Presiden Amerika Serikat, Donald Trump, kembali menuai kontroversi dengan menandatangani perintah eksekutif yang menerapkan sanksi terhadap Mahkamah Pidana Internasional (ICC). Keputusan tersebut diambil setelah pertemuan Trump dengan Perdana Menteri Israel, Benjamin Netanyahu, di mana ICC mengeluarkan surat penangkapan terhadap Netanyahu atas dugaan kejahatan perang di Gaza. Langkah Trump ini sebelumnya dicabut oleh mantan Presiden AS, Joe Biden.
Perintah eksekutif yang dikeluarkan Trump membuat ICC menjadi target sanksi karena dianggap tidak berdasar dan menargetkan AS dan Israel. Dampak dari keputusan ini berupa pembatasan keuangan dan visa bagi individu serta keluarganya yang terlibat dalam penyelidikan ICC terhadap AS dan sekutunya.

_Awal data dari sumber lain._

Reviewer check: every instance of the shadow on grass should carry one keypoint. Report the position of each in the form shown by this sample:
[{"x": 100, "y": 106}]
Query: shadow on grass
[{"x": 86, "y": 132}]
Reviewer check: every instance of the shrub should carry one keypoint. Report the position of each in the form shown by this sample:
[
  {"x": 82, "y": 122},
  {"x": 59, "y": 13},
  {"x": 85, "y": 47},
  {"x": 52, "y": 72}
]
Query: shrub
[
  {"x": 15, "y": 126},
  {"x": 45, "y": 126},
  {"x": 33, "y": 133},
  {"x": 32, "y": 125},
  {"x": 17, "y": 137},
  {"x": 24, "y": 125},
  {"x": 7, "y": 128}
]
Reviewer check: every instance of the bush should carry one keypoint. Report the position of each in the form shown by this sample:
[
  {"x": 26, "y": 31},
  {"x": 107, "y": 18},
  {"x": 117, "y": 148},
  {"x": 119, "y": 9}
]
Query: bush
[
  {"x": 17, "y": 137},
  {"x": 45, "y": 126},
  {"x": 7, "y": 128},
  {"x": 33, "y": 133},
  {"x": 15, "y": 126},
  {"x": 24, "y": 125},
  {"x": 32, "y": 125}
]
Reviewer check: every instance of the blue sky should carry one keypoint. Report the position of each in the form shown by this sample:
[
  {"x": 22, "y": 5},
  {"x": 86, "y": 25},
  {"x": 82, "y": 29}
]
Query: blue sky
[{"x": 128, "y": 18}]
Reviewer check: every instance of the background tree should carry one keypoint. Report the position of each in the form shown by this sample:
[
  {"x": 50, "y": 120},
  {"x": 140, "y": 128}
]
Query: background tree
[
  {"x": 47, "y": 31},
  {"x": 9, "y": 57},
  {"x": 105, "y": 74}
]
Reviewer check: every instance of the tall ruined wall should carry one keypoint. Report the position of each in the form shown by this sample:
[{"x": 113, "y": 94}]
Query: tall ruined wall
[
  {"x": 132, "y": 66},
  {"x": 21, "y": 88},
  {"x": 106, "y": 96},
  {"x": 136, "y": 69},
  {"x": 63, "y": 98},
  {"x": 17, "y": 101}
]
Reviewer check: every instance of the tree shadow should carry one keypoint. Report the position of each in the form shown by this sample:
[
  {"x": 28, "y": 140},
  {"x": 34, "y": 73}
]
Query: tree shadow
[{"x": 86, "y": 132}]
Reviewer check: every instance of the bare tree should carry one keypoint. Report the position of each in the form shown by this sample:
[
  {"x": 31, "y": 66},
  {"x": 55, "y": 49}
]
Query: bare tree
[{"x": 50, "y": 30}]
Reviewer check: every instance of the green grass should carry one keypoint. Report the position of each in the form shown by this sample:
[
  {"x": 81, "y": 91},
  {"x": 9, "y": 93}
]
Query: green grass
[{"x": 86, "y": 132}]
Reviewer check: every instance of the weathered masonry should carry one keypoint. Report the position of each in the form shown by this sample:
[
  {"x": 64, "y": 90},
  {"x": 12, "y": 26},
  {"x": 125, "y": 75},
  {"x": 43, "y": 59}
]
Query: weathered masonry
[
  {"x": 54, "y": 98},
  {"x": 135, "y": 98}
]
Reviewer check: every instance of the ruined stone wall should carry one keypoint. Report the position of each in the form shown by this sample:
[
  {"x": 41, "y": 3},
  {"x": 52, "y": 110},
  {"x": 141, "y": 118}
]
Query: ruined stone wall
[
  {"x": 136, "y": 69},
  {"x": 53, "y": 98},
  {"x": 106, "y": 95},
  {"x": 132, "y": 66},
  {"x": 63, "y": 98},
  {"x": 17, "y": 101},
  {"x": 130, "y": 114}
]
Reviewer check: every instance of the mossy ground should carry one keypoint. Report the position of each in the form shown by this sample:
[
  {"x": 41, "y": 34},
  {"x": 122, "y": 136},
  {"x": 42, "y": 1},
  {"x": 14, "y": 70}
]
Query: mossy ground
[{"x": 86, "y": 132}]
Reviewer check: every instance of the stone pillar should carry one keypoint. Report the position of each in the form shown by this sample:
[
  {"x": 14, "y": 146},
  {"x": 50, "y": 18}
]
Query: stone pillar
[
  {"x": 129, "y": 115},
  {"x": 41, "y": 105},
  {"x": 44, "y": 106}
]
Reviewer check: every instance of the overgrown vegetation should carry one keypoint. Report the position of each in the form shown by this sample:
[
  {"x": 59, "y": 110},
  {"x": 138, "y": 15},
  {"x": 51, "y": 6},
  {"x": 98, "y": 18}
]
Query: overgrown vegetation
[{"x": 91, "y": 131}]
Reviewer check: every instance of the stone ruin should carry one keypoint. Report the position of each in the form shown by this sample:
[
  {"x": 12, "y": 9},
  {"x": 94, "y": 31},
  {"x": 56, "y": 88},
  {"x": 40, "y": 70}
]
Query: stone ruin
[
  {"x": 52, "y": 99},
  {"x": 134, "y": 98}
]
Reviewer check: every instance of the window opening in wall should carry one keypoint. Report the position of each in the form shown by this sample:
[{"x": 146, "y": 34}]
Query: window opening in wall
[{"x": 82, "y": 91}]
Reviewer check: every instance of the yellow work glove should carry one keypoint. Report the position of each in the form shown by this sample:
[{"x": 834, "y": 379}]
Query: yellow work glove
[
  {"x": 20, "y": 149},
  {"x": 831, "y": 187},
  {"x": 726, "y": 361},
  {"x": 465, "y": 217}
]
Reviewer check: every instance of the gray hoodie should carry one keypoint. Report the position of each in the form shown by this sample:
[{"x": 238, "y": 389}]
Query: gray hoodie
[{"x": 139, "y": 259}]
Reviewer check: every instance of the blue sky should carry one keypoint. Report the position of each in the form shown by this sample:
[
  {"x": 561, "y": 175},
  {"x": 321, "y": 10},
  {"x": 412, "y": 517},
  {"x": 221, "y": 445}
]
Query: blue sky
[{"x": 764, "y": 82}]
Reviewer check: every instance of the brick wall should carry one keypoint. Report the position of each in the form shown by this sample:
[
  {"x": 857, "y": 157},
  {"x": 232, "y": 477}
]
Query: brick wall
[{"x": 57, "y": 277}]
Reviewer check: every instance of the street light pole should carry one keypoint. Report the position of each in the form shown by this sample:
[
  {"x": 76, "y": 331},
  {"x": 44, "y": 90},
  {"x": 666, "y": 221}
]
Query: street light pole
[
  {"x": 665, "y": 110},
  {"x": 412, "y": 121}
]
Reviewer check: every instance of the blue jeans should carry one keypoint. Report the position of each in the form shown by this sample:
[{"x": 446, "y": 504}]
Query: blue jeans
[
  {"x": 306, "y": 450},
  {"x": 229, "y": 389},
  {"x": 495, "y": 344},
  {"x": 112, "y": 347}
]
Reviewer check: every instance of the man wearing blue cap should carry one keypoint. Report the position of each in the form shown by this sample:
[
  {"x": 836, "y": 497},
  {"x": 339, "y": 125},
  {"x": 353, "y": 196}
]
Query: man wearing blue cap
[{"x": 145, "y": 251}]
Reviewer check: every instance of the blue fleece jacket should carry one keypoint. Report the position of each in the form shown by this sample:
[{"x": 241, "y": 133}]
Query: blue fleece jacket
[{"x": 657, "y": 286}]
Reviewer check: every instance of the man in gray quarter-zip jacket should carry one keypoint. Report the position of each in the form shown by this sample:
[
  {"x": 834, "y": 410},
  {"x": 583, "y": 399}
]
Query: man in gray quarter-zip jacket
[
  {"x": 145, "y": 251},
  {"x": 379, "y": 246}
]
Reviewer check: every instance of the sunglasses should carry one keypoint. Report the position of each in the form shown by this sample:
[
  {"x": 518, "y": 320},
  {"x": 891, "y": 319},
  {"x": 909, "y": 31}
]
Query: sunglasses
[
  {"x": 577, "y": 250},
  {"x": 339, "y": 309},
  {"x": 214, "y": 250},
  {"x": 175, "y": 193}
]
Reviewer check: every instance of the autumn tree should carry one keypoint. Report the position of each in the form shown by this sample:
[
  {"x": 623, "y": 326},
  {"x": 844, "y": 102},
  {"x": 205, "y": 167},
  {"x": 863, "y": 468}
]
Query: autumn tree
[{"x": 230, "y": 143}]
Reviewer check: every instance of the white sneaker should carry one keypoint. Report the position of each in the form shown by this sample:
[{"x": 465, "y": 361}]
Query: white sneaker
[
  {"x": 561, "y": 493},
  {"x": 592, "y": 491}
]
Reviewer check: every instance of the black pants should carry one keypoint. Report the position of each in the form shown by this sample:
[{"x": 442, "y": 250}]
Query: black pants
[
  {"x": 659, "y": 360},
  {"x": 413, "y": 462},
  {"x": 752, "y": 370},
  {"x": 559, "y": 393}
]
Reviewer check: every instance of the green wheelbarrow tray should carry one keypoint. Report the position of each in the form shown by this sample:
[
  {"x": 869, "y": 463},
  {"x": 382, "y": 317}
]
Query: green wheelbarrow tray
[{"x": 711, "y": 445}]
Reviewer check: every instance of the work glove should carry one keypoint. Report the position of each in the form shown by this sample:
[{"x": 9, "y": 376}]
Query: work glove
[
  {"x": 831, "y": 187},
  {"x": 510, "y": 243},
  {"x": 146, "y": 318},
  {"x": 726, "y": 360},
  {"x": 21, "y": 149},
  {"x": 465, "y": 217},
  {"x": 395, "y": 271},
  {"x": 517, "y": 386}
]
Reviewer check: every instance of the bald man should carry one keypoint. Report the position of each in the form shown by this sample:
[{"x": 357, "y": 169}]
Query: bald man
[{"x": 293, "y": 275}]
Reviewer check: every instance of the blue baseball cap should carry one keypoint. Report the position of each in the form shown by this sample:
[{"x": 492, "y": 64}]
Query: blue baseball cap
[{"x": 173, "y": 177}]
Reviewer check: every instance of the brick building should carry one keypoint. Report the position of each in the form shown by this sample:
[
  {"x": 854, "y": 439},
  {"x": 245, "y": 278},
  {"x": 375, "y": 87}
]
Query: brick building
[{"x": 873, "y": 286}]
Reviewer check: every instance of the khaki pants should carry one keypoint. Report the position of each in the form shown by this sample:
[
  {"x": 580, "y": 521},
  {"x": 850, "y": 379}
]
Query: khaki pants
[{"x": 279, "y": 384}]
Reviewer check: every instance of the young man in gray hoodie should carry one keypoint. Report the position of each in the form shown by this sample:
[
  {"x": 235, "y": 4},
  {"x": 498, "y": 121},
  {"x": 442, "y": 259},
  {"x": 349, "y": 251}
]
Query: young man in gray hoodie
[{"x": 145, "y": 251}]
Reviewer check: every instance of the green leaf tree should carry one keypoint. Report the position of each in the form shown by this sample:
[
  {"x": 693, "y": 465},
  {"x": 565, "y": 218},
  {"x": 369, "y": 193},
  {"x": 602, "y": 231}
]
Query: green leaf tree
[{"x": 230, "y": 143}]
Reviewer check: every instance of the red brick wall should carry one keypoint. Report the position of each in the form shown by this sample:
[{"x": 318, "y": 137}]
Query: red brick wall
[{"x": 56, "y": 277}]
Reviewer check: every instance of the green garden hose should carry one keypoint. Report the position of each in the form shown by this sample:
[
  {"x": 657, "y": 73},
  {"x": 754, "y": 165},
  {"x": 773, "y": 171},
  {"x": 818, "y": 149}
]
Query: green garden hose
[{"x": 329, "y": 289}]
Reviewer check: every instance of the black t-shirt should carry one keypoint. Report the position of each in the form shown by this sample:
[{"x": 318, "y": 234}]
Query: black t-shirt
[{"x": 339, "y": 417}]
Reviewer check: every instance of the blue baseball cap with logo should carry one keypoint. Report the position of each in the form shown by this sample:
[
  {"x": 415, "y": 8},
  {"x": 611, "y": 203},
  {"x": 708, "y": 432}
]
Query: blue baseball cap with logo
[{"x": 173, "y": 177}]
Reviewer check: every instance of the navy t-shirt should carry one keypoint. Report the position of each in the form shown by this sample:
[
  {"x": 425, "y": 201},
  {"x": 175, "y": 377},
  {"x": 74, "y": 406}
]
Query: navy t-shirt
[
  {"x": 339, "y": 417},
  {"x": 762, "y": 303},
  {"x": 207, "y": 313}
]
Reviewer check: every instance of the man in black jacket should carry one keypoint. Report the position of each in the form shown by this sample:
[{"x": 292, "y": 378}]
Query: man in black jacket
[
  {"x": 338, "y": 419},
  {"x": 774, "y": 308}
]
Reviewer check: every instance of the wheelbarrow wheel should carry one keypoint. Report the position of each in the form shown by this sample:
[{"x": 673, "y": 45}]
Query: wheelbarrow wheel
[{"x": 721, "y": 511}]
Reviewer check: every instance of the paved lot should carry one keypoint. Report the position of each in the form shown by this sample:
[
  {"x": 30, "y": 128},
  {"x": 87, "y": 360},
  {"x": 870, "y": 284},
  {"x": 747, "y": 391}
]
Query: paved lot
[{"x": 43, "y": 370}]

Meskipun AS bukan anggota ICC, langkah serupa sebelumnya diambil oleh DPR AS terhadap Israel, yang mendapat kecaman keras dari lembaga tersebut.
ICC sendiri telah mengeluarkan surat penangkapan terhadap Netanyahu pada bulan November 2024, menjadikan statusnya sebagai buronan. Selain Netanyahu, ICC juga mengeluarkan surat penangkapan yang sama terhadap mantan menteri pertahanan Israel, Yoav Gallant, serta kepala Militer Hamas, Mohammed Deif. Dalam surat penangkapan tersebut, Netanyahu dituduh bertanggung jawab atas kejahatan perang seperti penganiayaan terhadap penduduk sipil, pengerahan serangan terintentionallyolu, dan pengrusakan barang-barang vital bagi kelangsungan hidup penduduk sipil di Gaza.
Keputusan Trump untuk memberlakukan sanksi terhadap ICC memberikan dampak besar terhadap hubungan AS dengan lembaga internasional tersebut, serta menambah ketegangan dalam isu perang di Gaza dan Timur Tengah secara keseluruhan.